Sir Humphrey continued relentlessly. ‘And why do you think they invited you to Number Ten behind my back?’ I must admit that this explanation never occurred to me. ‘Minister, this hideous appointment has been hurtling round Whitehall for the last three weeks like a grenade with the pin taken out.’

He may be right, of course. He’s usually pretty well up on all the gossip. But I was not about to concede the point. I felt that Humphrey’s attitude was coloured by sour grapes – sour grapes that I had been honoured in this way, and sour grapes that he hadn’t been consulted, either by them or by me.

‘If I can pull it off,’ I said carefully, ‘it will be a feather in my cap.’

‘If you pull it off,’ said Bernard, ‘it won’t be in your cap any more.’ I scowled at him, and he went pink and studied his shoes.

Sir Humphrey wasn’t impressed with my argument. He believes that if I do pull it off, no one will feel the benefits for ten years and long before that we will both have moved on. Or up. Or out.

‘In the meantime,’ he continued, ‘formulating policy means making choices. Once you make a choice you please the people you favour but you infuriate everyone else. This is liable to end up as one vote gained, ten lost. If you give a job to the road services, the Rail Board and unions will scream. If you give it to the railways, the road lobby will massacre you. If you cut British Airways’ investment plans they’ll hold a devastating press conference the same afternoon. And you can’t expand, because an overall saving is the Treasury’s fundamental requirement.’

I voiced the small hope that, as I am to be the Transport Supremo, my views might carry some weight.

Humphrey could not disguise the sneer on his face. ‘Transport Muggins is the Civil Service vernacular, I’m afraid. All the enemies you will make are experts in manipulating the media.

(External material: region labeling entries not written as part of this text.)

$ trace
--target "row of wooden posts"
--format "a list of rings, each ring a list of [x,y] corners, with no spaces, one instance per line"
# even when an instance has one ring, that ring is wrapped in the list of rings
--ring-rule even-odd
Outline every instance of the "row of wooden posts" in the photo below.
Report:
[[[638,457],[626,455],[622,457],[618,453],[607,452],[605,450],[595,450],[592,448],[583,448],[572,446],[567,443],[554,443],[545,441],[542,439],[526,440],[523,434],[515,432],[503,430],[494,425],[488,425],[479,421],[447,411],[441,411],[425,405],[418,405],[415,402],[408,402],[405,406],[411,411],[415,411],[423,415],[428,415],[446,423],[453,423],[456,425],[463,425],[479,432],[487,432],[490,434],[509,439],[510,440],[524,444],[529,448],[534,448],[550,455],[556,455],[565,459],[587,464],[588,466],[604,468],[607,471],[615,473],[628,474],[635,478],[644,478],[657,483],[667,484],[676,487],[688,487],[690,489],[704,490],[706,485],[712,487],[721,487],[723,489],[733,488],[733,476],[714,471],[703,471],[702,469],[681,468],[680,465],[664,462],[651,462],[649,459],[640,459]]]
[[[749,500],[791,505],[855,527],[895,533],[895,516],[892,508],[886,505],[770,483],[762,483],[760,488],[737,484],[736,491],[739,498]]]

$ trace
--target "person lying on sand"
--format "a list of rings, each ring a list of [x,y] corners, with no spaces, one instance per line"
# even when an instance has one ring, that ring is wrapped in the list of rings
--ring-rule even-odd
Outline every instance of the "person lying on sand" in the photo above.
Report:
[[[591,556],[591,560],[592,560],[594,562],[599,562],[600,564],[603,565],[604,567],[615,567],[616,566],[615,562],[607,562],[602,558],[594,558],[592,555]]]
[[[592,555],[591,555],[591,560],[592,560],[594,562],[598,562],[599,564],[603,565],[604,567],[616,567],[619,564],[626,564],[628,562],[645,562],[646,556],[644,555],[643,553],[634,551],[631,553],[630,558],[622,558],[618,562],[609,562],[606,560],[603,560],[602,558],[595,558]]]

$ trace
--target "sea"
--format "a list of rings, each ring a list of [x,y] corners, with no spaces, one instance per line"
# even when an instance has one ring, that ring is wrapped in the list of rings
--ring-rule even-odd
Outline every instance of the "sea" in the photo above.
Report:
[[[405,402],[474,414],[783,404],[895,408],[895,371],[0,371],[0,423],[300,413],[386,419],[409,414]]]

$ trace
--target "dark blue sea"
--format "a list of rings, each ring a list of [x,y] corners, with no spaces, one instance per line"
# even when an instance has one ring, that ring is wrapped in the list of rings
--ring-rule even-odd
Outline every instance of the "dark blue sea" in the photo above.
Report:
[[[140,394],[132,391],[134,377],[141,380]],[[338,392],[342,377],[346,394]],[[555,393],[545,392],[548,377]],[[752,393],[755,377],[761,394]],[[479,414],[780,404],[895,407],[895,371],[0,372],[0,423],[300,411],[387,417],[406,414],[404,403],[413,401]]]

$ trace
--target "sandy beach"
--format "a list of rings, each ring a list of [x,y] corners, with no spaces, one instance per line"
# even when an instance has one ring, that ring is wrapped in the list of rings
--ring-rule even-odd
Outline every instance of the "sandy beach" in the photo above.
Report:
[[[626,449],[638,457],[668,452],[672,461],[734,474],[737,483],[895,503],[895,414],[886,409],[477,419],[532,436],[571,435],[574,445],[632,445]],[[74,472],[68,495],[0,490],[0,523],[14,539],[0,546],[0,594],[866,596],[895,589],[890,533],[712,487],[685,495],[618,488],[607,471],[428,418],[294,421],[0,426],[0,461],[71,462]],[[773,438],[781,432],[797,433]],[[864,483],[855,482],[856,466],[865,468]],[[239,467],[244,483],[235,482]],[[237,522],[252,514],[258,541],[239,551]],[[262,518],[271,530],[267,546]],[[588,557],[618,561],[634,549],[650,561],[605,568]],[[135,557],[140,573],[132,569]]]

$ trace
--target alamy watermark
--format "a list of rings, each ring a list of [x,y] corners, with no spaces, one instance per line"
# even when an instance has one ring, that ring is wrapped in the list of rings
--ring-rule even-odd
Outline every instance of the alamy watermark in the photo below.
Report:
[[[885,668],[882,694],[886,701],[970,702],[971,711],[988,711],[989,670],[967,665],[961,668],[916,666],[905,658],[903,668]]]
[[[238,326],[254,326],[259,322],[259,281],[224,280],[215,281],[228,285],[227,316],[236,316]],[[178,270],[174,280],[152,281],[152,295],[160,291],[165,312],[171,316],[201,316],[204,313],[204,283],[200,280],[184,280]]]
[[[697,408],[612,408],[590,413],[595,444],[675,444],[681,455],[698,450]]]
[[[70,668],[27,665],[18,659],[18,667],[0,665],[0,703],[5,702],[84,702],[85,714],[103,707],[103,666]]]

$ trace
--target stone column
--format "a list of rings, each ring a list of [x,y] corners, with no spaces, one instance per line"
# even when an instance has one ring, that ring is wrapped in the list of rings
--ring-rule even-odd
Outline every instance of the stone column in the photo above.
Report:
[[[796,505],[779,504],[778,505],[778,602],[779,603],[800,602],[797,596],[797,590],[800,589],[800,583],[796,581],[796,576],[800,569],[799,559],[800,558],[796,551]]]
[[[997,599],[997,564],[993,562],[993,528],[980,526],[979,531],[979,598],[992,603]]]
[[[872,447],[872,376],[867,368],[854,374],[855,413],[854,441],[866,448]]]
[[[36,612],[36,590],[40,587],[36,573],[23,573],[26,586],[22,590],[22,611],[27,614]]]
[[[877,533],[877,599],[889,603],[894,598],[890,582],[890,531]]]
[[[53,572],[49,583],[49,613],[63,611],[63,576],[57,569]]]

PROs, trades unionists, MPs in affected constituencies. There’ll be someone on television every night vilifying Hacker’s Law, saying that you are a national disaster.’

His attitude angered me. I reminded him that the PM has asked me to perform this task, this necessary duty for my country. I always do my duty. Furthermore, Sir Mark believes that there are votes in it and, if so, I certainly do not intend to look a gift horse in the mouth.

‘I put it to you,’ replied Sir Humphrey, ‘that you are looking a Trojan Horse in the mouth.’

I wasn’t quite sure what he meant by this. ‘Do you mean,’ I asked, ‘that if we look closely at this gift horse we’ll find it’s full of Trojans?’

Bernard tried to interrupt, but I silenced him with a look. Sir Humphrey insisted that he be given a chance to prove his point, and offered to arrange a meeting, a preliminary discussion, with Under-Secretaries from the Department of Transport – the Road Division, the Rail Division and the Air Transport Division. ‘I think it may illustrate the extent of some of the problems you will encounter.’

‘You can arrange it if you like,’ I told him. ‘But I intend to take this on. If I succeed this could be my Falkland Islands.’